Libere

Libere (Rossella Schillaci, 2017)

Libere, le donne della Resistenza.

L’immagine significativa che ho, vera nel mio ricordo, magari un po’ retorica, è l’arrivo dei carri armati tedeschi in piazza Castello.

A parlare è una donna anziana. Non la vediamo in volto, sentiamo solo la sua voce, forte, ferma. È una delle voci delle donne resistenti che la regista Rossella Schillaci ha recuperato dal passato per raccontare il movimento femminile durante la Resistenza.

Donne che – spiegano alcune di loro – affiancano la causa partigiana e scoprono il piacere dell’autonomia, superando un ruolo che a molte di loro va troppo stretto: quello di mogli, figlie. Donne che si emancipano, sperimentano la libertà, per necessità ma anche per una precisa volontà.

Libere di Rossella Schillaci, in sala dal 20 aprile, in occasione del 25 aprile e con la distribuzione della Lab 80 film è stato realizzato montando immagini e audio originali d’archivio: protagoniste sono le interviste alle donne Partigiane, tra cui spiccano alcuni nomi importanti come Joyce Lussu, Ada Gobetti, Bianca Guidetti Serra e Giuliana Gadola Beltrami.

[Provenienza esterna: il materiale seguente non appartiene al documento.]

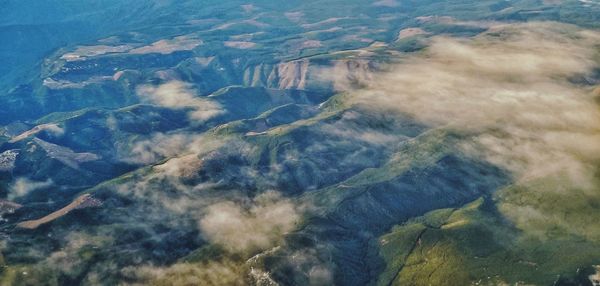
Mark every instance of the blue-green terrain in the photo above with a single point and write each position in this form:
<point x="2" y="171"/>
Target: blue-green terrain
<point x="300" y="142"/>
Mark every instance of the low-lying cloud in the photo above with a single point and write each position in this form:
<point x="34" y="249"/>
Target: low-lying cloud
<point x="513" y="88"/>
<point x="255" y="227"/>
<point x="180" y="95"/>
<point x="24" y="186"/>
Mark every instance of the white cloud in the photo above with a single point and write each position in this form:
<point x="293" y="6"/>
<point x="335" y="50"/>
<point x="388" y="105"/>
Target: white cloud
<point x="180" y="95"/>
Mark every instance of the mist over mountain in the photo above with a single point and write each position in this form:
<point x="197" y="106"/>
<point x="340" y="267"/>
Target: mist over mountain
<point x="317" y="142"/>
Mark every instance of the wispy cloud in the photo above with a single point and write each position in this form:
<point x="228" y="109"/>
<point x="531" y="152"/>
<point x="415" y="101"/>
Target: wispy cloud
<point x="256" y="226"/>
<point x="180" y="95"/>
<point x="513" y="87"/>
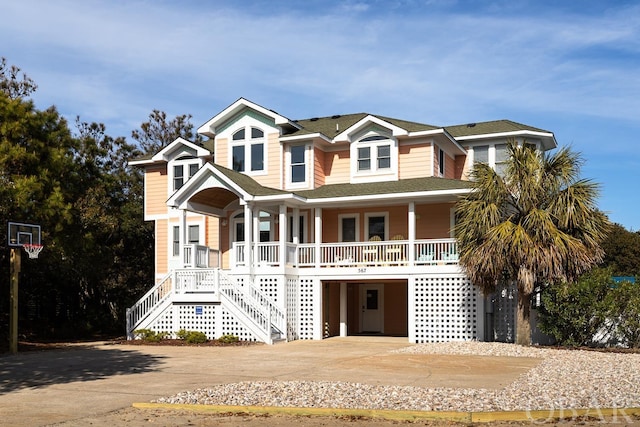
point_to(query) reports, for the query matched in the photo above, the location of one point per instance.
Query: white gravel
(563, 380)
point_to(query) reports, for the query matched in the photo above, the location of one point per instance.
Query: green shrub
(625, 313)
(228, 339)
(192, 337)
(148, 335)
(574, 313)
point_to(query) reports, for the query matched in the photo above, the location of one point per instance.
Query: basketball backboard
(20, 234)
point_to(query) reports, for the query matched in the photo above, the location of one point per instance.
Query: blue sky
(570, 67)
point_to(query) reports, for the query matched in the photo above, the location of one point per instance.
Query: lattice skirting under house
(444, 308)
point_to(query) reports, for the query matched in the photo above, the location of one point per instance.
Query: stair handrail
(149, 301)
(255, 304)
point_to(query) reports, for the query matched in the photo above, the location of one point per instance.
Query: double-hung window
(441, 161)
(247, 150)
(378, 146)
(182, 171)
(298, 164)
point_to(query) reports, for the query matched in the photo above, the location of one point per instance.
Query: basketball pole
(15, 259)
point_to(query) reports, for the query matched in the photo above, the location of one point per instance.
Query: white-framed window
(298, 169)
(193, 234)
(378, 146)
(374, 157)
(175, 233)
(348, 227)
(183, 169)
(501, 157)
(376, 224)
(495, 155)
(248, 150)
(441, 161)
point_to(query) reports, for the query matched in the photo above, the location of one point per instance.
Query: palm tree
(537, 224)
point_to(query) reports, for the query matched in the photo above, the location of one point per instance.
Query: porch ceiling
(217, 198)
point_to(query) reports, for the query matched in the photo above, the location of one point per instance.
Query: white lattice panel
(270, 286)
(164, 322)
(230, 325)
(198, 317)
(306, 307)
(445, 308)
(292, 309)
(504, 312)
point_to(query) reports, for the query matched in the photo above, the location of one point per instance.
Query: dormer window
(183, 169)
(380, 146)
(247, 151)
(374, 157)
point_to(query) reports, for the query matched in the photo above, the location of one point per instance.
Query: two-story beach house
(281, 229)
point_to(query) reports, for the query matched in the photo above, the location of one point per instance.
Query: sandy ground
(134, 417)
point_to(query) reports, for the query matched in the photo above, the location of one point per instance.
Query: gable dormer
(373, 149)
(183, 159)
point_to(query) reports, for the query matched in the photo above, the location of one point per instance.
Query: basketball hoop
(32, 250)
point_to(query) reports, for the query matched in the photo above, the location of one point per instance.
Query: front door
(372, 309)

La ricerca e il recupero delle testimonianze filmate e delle altre immagini (sequenze di film amatoriali, cinegiornali, volantini, documenti personali), effettuate presso l’Archivio Nazionale Cinematografico della Resistenza, hanno dato vita ad un racconto che, spiega la regista:

corrisponde al primo momento di risveglio del movimento femminile in Italia. Come disse Giuliana Gadola Beltrami – continua Schillaci – il femminismo è nato nella Resistenza e questo film in qualche modo racconta una Resistenza parallela.

Pezzi di storia

Spunto per la realizzazione del documentario furono proprio le parole di Ada Gobetti, medaglia d’argento della Resistenza, che intervenendo nel 1965 ad un convegno del Comitato di Liberazione Nazionale, chiese che si facesse luce su tutto quanto era stato fatto dalle donne durante la Resistenza. E sono proprio le donne a raccontarsi e a raccontare il motivo che le ha spinte ad unirsi ai partigiani.

Gli squadristi arrivarono a casa mia e ridussero mio fratello e mio padre in fin di vita. Questa cosa mi fece riflettere: perché solo gli uomini dovevano combattere? Arrivai così alla consapevolezza che nella rissa ci sarei andata anche io e non solo gli uomini

I tedeschi bruciarono casa nostra (…) Io mi salvai per ascoltare mia madre che mi diceva di scappare, andai in montagna e mi unii ai partigiani.

Nei filmati si vedono mani che cercano tra le foto, che scavano tra la polvere delle macerie; si sentono voci che ammettono di avere paura ma non abbastanza per tornare indietro. La paura si vive soprattutto nei momenti di attesa. «L’attesa non la sopportavo – ricorda una staffetta partigiana – ascolti i rumori, sei sola e pensi: ora vengono a prendermi. Mentre nei momenti di vero pericolo la paura passa. Il coraggio sta precisamente nell’andare avanti anche se si ha paura».

Ritorno al presente

Bambine con i nastri nei capelli e donne con i foulard annodati sotto il mento. Donne nelle fabbriche e sulle montagne. I bagliori e i boati delle esplosioni in cielo. I discorsi stentorei del regime fascista. Il primo voto femminile, con le vecchiette vestite di nero, al fianco delle giovanissime. Le immagini dei cinegiornali rimandano a un paese lontano, in bianco e nero. Che sembra però aver imparato poco dal suo passato. Perché per queste donne la parte più difficile nel dopoguerra, dopo aver assaporato tanta libertà, è anche il ritorno forzato alla dimensione privata e lo scontro a muso duro contro una società e uno Stato che non riescono a mantenere le promesse.

Quello che viene riconsegnato alle donne dopo la Liberazione è un Paese in cui per l’emancipazione femminile sembra non esserci spazio. E che riposiziona le donne in ruoli preconfezionati, con il marito o il parroco a indicar loro come votare. Donne che non possono prendere la patente (perché non ci vedi bene, dice il marito di una di loro) che si alzano alle quattro del mattino per recarsi in fabbrica e quando rientrano a casa devono ricominciare a lavorare.

Donne che volevano cambiare il mondo ma che si scontrano impietosamente con il ritorno alla normalità.